The Cabinet Member for Community Safety, Fire and Resilience stated that she had given a detailed account of recruitment earlier in her petition response. The number of on-call firefighters would be increased through the two on-call new starter courses before April 2020, as outlined in the written question response. There would also be an upcoming independent evaluation led by the previous Chief Fire and Rescue Adviser for England, Sir Ken Knight.

(Q7) Mr Stephen Cooksey asked the Cabinet Member for Finance if a contract had been awarded for the work on the further education building in Dorking and if there was a start date.

The Cabinet Member for Finance stated that there would be work on the site by the end of December 2019.

(Q8)Mr Eber Kington asked the Leader of the Council if he would ensure thatemails sent by Cabinet Members reporting the details of inspection reports would be an unedited list of progress made and that areas of continuing concern would be highlighted with no exclusions. Furthermore, if he could advise Members of the service areas that would be of significant concern if inspected that day.

Mrs Lewis asked if the Leader of the Council would agree that one way that Members could be better informed was to attend the member briefings held regularly, as attendance had been low for recent briefings concerning both children’s and youth services. She noted that when letters went out on substantial progress made, - such as the Children's Single Point of Access (C-SPA) - they acted as enablers for change across services. She also asked whether there was a good balance between praising officers on their work - through the positive feedback from one monitoring visit - and being realistic about future areas for improvement concerning children’s services. 

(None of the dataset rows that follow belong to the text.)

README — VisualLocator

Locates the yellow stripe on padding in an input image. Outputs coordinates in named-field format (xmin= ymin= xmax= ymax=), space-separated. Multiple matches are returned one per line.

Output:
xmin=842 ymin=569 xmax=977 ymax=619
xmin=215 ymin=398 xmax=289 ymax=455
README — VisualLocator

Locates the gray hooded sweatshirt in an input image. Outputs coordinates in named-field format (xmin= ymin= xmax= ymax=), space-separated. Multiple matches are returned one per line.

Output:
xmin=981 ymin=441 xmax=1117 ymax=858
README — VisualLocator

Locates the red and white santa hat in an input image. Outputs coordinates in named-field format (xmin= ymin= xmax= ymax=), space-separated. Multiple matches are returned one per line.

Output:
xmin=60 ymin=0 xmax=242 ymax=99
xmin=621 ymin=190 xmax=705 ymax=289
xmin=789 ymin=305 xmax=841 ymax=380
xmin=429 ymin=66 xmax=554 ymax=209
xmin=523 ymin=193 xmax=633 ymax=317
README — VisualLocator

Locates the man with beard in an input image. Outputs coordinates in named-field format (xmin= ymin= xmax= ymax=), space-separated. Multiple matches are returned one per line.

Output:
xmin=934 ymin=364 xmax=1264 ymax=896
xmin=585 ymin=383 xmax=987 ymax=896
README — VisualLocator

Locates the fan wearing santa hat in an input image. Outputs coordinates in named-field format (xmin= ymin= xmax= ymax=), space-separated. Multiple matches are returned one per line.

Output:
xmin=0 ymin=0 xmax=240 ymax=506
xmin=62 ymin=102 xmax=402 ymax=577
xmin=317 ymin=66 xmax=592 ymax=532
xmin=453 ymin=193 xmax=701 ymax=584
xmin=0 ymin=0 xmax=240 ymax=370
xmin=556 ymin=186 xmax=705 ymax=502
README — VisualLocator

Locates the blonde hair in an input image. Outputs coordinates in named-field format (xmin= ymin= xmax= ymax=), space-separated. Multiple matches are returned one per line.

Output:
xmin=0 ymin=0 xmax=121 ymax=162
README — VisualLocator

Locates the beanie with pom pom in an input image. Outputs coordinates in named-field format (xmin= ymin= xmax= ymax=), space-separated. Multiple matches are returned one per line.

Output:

The Leader of the Council stated that the Cabinet regularly updated Members on the current work in progress, there was a Transformation Programme and the four select committees, working groups and member briefings ensured transparency and facilitated Member engagement.

(Q10) Mr Eber Kington asked the Leader of the Council why he was reluctant to have the senior management paid cost centre monitored annually by a specific committee.

Mr Essex asked if the Leader of the Council could confirm the senior posts were full-time, or if not how many were interim.


The Leader of the Council stated that there was no lack of transparency as the People, Performance and Development Committee (PPDC) was responsible for determining the policy on pay, contractual terms and the conditions of employment for all staff. It was not the place of elected Members to instruct the Chief Executive on the employment or expenditure of her offices and senior salaries were published on the Council’s website. The Council ensured that a commercial rate was paid to attract good quality staff. There was a significant reduction of interim senior posts, but he would come back to the Member with an accurate answer.


Cabinet Member Briefings:


These were also published with the supplementary on 7 October 2019.

There were no comments made by Members.